Little white lies. They start off innocently enough. Usually I don’t agree with lying, but when it comes to parenting, let’s face it: sometimes you gotta do what you gotta do. Parenting is hard, so sometimes I find myself telling little white lies. It’s never a major issue, but sometimes a lie is understood a little better than a complex truth that kids can’t comprehend yet.
When my oldest was three, he went through a very hard time where textures grossed him out to the point he would hardly eat anything. We would beg and plead and bribe, but nothing worked. He was terrified of eating anything new and I couldn’t blame him; when he did, he would usually end up gagging and if he gagged, he threw up. It was horrible. He would basically only eat chicken and maybe a handful of other things (breads, cereals, etc.). The texture of chicken didn’t make him gag and he knew this, but if we tried to give him fish, beef, or anything else with protein, he would not even put it to his lips. One night, after realizing there was no chicken in the house, I told a white lie. The lie you ask? “We are having chicken for dinner.” The truth however was that it was white fish — Mahi Mahi to be exact. He ate all of it. So then the lie grew a little and every time he tried something new, we told him it was chicken. This got him to try things and though he didn’t always like what he was trying, it was progress.
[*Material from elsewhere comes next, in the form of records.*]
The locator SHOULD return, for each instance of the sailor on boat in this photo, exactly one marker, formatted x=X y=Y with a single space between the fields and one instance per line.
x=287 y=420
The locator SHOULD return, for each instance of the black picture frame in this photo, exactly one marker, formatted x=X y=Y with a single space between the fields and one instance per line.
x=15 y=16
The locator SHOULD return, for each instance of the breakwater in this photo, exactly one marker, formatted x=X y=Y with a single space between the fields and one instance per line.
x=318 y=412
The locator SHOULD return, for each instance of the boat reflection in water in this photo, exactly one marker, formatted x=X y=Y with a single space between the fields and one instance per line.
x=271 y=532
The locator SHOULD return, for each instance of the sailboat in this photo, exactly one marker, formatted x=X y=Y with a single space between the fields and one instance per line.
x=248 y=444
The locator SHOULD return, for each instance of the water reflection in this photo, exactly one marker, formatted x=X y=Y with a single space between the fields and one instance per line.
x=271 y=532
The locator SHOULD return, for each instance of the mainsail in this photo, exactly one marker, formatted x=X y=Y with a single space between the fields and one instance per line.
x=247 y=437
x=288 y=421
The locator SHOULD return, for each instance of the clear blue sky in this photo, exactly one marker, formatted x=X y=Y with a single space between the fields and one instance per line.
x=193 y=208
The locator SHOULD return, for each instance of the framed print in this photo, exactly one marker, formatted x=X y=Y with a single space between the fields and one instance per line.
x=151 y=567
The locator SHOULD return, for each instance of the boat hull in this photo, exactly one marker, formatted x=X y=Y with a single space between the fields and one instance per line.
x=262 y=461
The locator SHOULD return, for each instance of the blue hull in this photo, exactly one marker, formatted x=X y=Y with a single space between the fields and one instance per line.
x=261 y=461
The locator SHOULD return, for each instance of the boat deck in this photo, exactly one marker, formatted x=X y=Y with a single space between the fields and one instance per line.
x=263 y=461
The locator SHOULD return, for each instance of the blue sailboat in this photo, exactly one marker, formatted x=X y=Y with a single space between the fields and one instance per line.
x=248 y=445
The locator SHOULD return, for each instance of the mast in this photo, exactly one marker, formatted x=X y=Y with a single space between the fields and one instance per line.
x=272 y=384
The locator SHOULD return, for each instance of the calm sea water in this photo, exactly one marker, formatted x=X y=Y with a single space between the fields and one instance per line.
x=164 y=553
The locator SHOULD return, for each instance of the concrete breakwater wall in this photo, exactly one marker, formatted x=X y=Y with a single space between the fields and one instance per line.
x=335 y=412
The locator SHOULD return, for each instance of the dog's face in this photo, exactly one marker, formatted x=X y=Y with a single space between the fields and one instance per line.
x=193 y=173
The little lies we tell aren’t major and recently, while discussing this with friends, I realized that although the lie is different for each parent, there is one common denominator: we all do it. Whether we say McDonald’s is closed because we don’t want to eat there and don’t want the kids asking continuously or me telling my youngest that JJ (from her beloved Cocomelon show) is asleep for the night, we tell these lies with good intentions. I would never lie to my kids with bad intentions; it always comes from a good place, albeit it’s still a lie.
We all want the best for our kids and sometimes we end up telling a little white lie, not because we want to lie to our kids, but because parenthood is hard and we do it to survive the millions of questions a day.
So what is the lie you have told or tell that you dread your kids discovering? For me it was my son finding out everything he liked wasn’t chicken. He found that out a few years ago and still laughs about his little phase with chicken. In fact, some of his current favorite foods were ones he tried while thinking they were chicken, and now is glad he tried them!